Times have changed since A Matter of Life and Death was made. Powell and Pressburger’s romantic fantasy, released in 1946, was surely meant to soothe the pain of the war years. The film’s story of pilot Peter Carter, who bails out of a burning bomber but cheats death by falling in love, must have touched a deep well of yearning in its early audiences. Yet its light touch and optimism offered solace. And Peter’s union with June, an American radio operator, is symbolic of a new future with America. The film may be set during the war, but it’s about learning to live with the peace.

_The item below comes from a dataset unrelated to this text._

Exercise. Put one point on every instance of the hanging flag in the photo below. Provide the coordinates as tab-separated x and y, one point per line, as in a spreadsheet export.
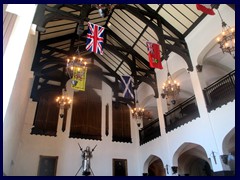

We now, of course, stand at some distance from that war. And so Emma Rice and Tom Morris have had the ingenious idea of staging this touching story, but of flipping the coin to show the darker side. Their version is for an audience that has not recently been through conflict. It tells the story with panache and affection, but reminds us of the pain behind it. It twists the ending to bring home the randomness of death, to suggest what it might feel like to have happiness snatched away. A toss of a penny decides Peter’s fate each night. It is audacious, may infuriate devotees of the film and it knocks you for six. But that is the point. The cruelty of war and the beauty of life surge through this show, so that the life-death battle at the heart of it seems urgent.

And so on the vast Olivier stage, Rice and Kneehigh Theatre bring their playful theatricality, so popular with young audiences, to bear on their grandparents’ world. As in the film, Peter jumps to his death but an administrative bungle causes him to miss his slot in the afterlife. His heavenly “conductor” (interpreted by Gisli Orn Gardarsson as an accident- prone magician) is sent down to correct matters and allows Peter to appeal his case in a celestial court. The action swings between heaven and earth, but could all be in Peter’s damaged brain, as his life hangs in the balance.

Rice’s production rises to the ambiguities of the setting, using the huge space with élan. Here heaven is a misty blue expanse that stretches way back into the recesses of the stage, staffed by angelic district nurses on celestial bicycles. Hand-bells and dim lights create an eerie, yet soothing appeal. Bill Mitchell’s fluid design uses bicycles, beds and back projection to suggest place, but also to evoke emotional states. The physical joy of being alive comes blazing across: actors jitterbug wildly, smash ping-pong balls back and forth or swing Peter and June on a hospital bed in an ecstasy of desire. But the shadow of death is ever present in the shape of a black-clad widow, who finally asserts herself when Peter, at the climax of his trial, struggles with his own feelings of guilt.

Tristan Sturrock and Lyndsey Marshal are excellent as Peter and June: passionate, plucky and touching. And Douglas Hodge is very likeable as the wistfully lovelorn doctor. But there are problems, and they mostly have to do with excess. Too often the staging is too busy, so that scenes lose their focus, and some effects seem self-indulgently inventive. Stu Barker’s music is atmospheric, but likewise over-persistent. The antiwar message is heavily stated in the trial scene and there is a rather tedious subplot. Less would sometimes be more. But still, this is a remarkable production that poignantly expresses the fragility of life, seesawing from celebration to elegy as it uses this huge forum to consider the human cost of war.